Lucas is a good man, Mo. Marlowe exhales another deep breath; she unfolds her legs, crossing them at the ankles, rocking them back and forth. "Yeah, that."

"When's the last time you saw him?"

"At the funeral. You know what he said to me? 'Don't cry too much; you'll shrivel up.' I wanted to pop him."

"You want me to?"

Marlowe snorts. "No. Would you?" she exclaims in a rush.

"Yes, if I had to."

"Why would you have to? Nate ain't done nothing to you."

"Anything he does to you, he does to me," Lucas replies soberly.

Loyalty - that's what he said in the pool that time. Her legs rock and rock. "What if Roderick doesn't go for it?"

"That won't happen."

"But what if it did? Or your family or somebody? What would you do?"

Lucas shrugs. "Nothing. They wouldn't be my family anymore."

Marlowe flinches. She doesn't think she can follow that cold hard line. "Even Roderick? He's my brother, Lucas."

"He's my brother too."

She blinks, taken aback. "So what if . . ."

"That won't happen."

"What if it does?" she insists. "You would choose me over him?"

"Yes," Lucas replies quietly. "I love Roderick, but I need you."

Love is measured by need, not by blood, not by convention. Even though they are good and worthy, some bonds are not needful things. They must always be renewed and repaired while others strike hard and cannot be escaped. "I miss you," Marlowe says softly.

"Me too."

"Did you dream about me last night?"

Lucas' rocker thuds hard against the wall behind his head. "Yes."

"Was it a love situation?"

"The first time." It was pure lust after that.

"How many times were there?"

Lucas brushes his fingers over his mouth, sighing, wishing he could smell her. "Two. Three if you count this morning in the shower."

She laughs. The giggles come slow and coarse out of her belly.

"That's funny?"

"Yeah," Marlowe replies, snickering. "You got problems, boy."

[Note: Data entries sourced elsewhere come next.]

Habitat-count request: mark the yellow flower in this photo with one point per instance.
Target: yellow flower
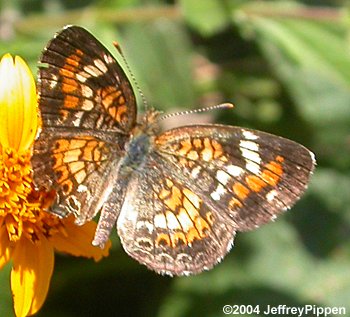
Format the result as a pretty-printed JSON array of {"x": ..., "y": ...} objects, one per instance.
[{"x": 29, "y": 235}]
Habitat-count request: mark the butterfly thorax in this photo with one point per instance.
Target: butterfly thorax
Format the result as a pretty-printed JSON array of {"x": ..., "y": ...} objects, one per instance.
[{"x": 140, "y": 143}]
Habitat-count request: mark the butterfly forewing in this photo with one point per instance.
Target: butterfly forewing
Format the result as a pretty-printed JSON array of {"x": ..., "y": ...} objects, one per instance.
[
  {"x": 178, "y": 197},
  {"x": 88, "y": 109},
  {"x": 83, "y": 86},
  {"x": 249, "y": 175}
]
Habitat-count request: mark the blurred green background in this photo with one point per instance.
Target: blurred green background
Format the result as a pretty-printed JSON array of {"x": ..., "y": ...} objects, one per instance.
[{"x": 286, "y": 67}]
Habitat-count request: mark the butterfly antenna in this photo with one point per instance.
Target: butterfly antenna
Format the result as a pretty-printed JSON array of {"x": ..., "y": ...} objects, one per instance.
[
  {"x": 205, "y": 109},
  {"x": 118, "y": 48}
]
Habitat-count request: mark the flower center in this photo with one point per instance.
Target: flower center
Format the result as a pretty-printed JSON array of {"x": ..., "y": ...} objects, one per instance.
[{"x": 21, "y": 206}]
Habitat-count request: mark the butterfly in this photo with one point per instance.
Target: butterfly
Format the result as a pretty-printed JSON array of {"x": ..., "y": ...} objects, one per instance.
[{"x": 177, "y": 197}]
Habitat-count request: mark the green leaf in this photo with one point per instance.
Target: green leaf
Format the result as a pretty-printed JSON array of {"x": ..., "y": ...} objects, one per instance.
[
  {"x": 161, "y": 63},
  {"x": 206, "y": 16},
  {"x": 6, "y": 305},
  {"x": 312, "y": 60}
]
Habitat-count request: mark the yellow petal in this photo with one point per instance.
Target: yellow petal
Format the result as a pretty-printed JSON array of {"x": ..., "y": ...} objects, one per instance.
[
  {"x": 78, "y": 241},
  {"x": 31, "y": 275},
  {"x": 18, "y": 104},
  {"x": 5, "y": 250}
]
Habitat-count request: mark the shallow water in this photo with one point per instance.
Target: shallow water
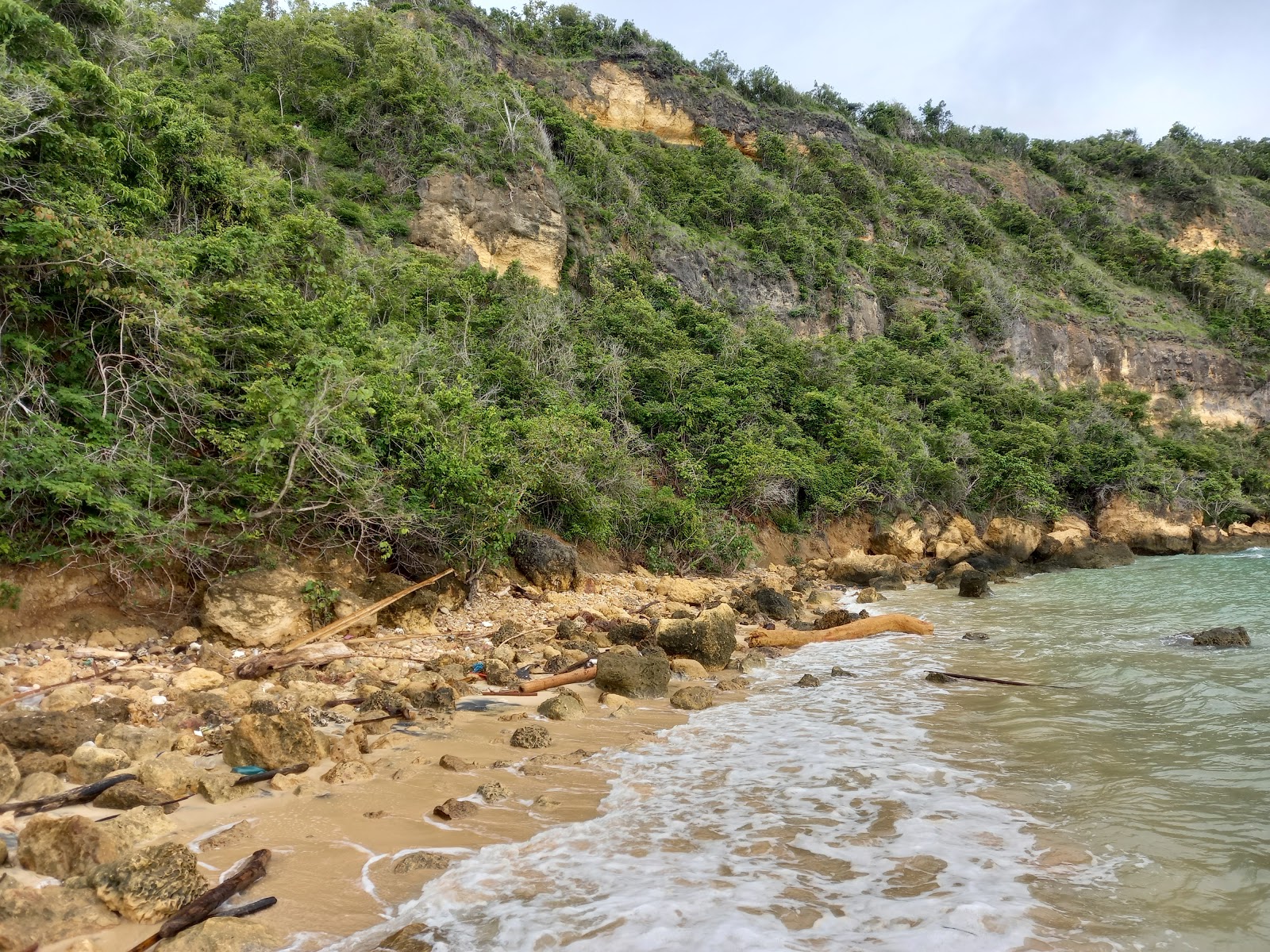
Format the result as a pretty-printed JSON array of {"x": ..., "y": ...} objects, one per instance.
[{"x": 887, "y": 812}]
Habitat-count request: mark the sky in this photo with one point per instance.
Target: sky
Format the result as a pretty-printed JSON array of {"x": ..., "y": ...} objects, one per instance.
[{"x": 1053, "y": 69}]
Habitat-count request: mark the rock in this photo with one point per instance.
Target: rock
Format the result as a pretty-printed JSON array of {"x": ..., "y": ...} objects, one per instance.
[
  {"x": 406, "y": 939},
  {"x": 1222, "y": 638},
  {"x": 643, "y": 677},
  {"x": 1013, "y": 537},
  {"x": 531, "y": 736},
  {"x": 35, "y": 786},
  {"x": 563, "y": 708},
  {"x": 687, "y": 668},
  {"x": 198, "y": 679},
  {"x": 130, "y": 793},
  {"x": 859, "y": 569},
  {"x": 149, "y": 884},
  {"x": 222, "y": 935},
  {"x": 973, "y": 584},
  {"x": 348, "y": 772},
  {"x": 137, "y": 743},
  {"x": 222, "y": 787},
  {"x": 10, "y": 774},
  {"x": 273, "y": 742},
  {"x": 260, "y": 608},
  {"x": 64, "y": 846},
  {"x": 493, "y": 793},
  {"x": 455, "y": 809},
  {"x": 90, "y": 763},
  {"x": 775, "y": 605},
  {"x": 1145, "y": 533},
  {"x": 422, "y": 860},
  {"x": 545, "y": 560},
  {"x": 709, "y": 639},
  {"x": 902, "y": 539},
  {"x": 690, "y": 592},
  {"x": 171, "y": 774},
  {"x": 44, "y": 916},
  {"x": 695, "y": 698}
]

Lucas nods gravely. "I'm undersexed. It's not funny," he adds plaintively when she breaks into another fit of giggles. "You'll pay for that," he warns, chuckling.

Marlowe smiles through her laughter. She notices suddenly the change in him, the way he talks to her and laughs with her. Her heart swells; she feels that she is doing something right. "I'm good for you, Lucas Klein."

"You're the best thing that ever happened to me, Marlowe Ross."